How do you all know which face to pick? Was there a public information campaign I missed? I have tried to join in but trying to pick my way through the subtler complexities of this foreign language leave me feeling inadequate and hostile, like a racist hearing Urdu on a bus. Lordy, I went for 6 of those “crying with laughter” faces when clearly the situation called for 3 winkies and a kiss blowing face, and now my social life is in tatters and I can never leave the house again, nor indeed be trusted near a keyboard.
Like this thing. 🙂 What in God’s good name am I meant to glean from that? Presumably it means something like – I am entirely indifferent and unmoved by all our previous conversation. Whatever warmth or interest you’ve felt emanating from my quarter, consider it void.
How is one meant to respond? Or if not respond – for what response could possibly be appropriate – not take it personally? Matthew Munson – yeah, let’s all talk about him now he’s gone, not like he can answer back – always ends our every online conversation with that bored looking visage, its mocking, luminous features haunted by crippling ennui. Leaves me fretting for days. Presumably it’s meant to mean something like gotcha, understood, goodbye. Isn’t it? Please tell me it is.
The poet Jonathan Terranova also ends his every interaction with that same passive-aggressive grimace, and he has every word and then some at his disposal. His latest collection is called The Death of Marlon Brando, and it presents Kentish life and cityscapes with rueful affection and effortless eloquence. But what do I get from him? A yellow cartoon blob. Even when he’s begging me to plug his work in The Isle of Thanet News, which, if only he’d articulated in sentences rather than hieroglyphics, I might have considered. For cash. Maybe next time Jonathan.

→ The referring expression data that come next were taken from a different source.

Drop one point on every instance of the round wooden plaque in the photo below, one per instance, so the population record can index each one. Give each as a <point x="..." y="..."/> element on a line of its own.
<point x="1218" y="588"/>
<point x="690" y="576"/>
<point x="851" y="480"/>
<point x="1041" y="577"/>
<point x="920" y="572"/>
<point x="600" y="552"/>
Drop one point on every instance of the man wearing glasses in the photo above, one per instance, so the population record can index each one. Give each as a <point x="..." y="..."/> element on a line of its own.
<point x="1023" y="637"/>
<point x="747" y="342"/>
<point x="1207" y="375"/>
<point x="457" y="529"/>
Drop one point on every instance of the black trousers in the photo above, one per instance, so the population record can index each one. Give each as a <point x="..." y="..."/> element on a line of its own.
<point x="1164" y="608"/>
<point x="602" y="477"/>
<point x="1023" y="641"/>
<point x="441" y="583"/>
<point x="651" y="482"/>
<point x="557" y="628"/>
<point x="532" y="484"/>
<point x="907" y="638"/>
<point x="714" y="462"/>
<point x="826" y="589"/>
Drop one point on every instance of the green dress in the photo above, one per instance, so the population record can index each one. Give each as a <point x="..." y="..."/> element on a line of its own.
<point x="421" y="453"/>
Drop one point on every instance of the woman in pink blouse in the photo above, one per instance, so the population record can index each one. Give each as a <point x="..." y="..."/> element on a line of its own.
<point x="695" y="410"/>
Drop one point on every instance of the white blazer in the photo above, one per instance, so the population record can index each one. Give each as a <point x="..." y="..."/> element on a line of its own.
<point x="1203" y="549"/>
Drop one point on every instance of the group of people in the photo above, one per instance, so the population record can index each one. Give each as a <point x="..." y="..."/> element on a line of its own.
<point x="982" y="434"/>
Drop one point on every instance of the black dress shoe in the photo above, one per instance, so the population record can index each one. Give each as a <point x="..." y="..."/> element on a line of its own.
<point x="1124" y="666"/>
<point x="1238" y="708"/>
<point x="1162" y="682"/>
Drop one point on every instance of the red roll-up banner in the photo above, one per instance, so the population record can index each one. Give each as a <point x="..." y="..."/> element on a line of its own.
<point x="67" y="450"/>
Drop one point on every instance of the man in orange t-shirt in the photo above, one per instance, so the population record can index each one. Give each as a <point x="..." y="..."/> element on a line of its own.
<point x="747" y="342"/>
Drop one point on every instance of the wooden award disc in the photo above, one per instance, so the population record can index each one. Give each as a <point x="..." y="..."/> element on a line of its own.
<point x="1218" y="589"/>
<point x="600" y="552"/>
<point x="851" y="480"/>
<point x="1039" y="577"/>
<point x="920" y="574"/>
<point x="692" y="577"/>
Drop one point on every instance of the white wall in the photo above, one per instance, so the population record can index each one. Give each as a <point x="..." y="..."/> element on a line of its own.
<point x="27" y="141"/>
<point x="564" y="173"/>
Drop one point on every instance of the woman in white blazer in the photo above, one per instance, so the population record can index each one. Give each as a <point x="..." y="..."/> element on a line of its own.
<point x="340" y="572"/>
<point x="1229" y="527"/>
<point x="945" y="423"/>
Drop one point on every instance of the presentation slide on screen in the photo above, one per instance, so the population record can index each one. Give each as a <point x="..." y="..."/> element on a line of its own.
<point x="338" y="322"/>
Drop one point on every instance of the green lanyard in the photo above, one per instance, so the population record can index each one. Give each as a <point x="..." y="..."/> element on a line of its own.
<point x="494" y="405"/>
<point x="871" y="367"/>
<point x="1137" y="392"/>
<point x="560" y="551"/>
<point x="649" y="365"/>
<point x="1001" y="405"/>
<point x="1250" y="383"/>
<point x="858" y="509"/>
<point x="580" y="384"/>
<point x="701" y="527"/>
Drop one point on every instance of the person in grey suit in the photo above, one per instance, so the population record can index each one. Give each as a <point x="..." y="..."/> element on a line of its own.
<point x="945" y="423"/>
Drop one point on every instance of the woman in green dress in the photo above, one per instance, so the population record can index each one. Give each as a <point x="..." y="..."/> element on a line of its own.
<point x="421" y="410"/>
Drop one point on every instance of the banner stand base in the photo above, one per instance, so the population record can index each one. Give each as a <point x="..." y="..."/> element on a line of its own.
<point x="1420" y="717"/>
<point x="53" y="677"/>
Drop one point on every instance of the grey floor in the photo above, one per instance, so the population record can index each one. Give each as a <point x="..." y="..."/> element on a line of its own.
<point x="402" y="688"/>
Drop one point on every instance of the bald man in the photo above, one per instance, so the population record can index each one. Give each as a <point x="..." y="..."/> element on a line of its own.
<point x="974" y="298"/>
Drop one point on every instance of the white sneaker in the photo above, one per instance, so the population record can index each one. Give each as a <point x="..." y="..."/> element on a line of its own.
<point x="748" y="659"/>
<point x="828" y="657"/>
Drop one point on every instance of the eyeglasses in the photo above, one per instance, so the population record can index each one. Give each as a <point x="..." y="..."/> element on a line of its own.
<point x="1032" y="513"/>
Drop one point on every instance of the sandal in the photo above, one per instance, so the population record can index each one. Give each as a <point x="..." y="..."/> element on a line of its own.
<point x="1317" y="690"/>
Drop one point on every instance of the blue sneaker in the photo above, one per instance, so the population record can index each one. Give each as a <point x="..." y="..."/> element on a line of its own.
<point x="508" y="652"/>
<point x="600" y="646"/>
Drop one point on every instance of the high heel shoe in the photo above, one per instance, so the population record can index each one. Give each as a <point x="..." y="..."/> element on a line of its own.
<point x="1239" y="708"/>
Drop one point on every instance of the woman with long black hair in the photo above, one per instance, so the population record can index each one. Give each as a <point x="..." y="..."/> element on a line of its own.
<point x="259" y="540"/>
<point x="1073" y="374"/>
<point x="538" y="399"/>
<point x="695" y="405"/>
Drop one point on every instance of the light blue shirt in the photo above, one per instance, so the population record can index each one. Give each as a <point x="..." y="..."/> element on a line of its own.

And those six different options for responding to Facebook posts unnerve me too. Aren’t we all likely to forget there’s any other response to information beyond like, love, sad, amused, angry, surprised? What about indifference, contempt, schaudenfraude? Or, I’m sick with jealousy over your tiny triumph, but aware I have to look publicly pleased for you?
Where’s the emoticon for – look, I’m basically dead on the inside, I’ve felt nothing beyond infinite self-pity since my teens, but hey, we all know your boyfriend’s cheating, Maureen, so fine, I’ll ‘love’ your blurred, inadequate picture of your ugly cat. Happy now? Does the clearly feigned love of a casual acquaintance provide a brief substitute for the real thing? I do wish I could be so easily satisfied.
I’m starting to see the value of the emoticon. Words can get you in way too much trouble; give too much away, however you try to use them to obfuscate and conceal. Why be open about your feelings when you can merely hint at them with a little symbol? How very British. Like leaving kisses at the end of every message, which is also a peculiarly British phenomenon, baffling to Europeans and Americans alike. I send kisses to people for whom I would cross cities, nay continents, barefoot and bleeding, to avoid. I suppose emojis are just another kind of deception, brighter and brasher than words, easier to hide behind.
But if we lose the ability to express ourselves truthfully, subtly, might we not also grow deaf to our actual feelings, and their subtle, insistent truth?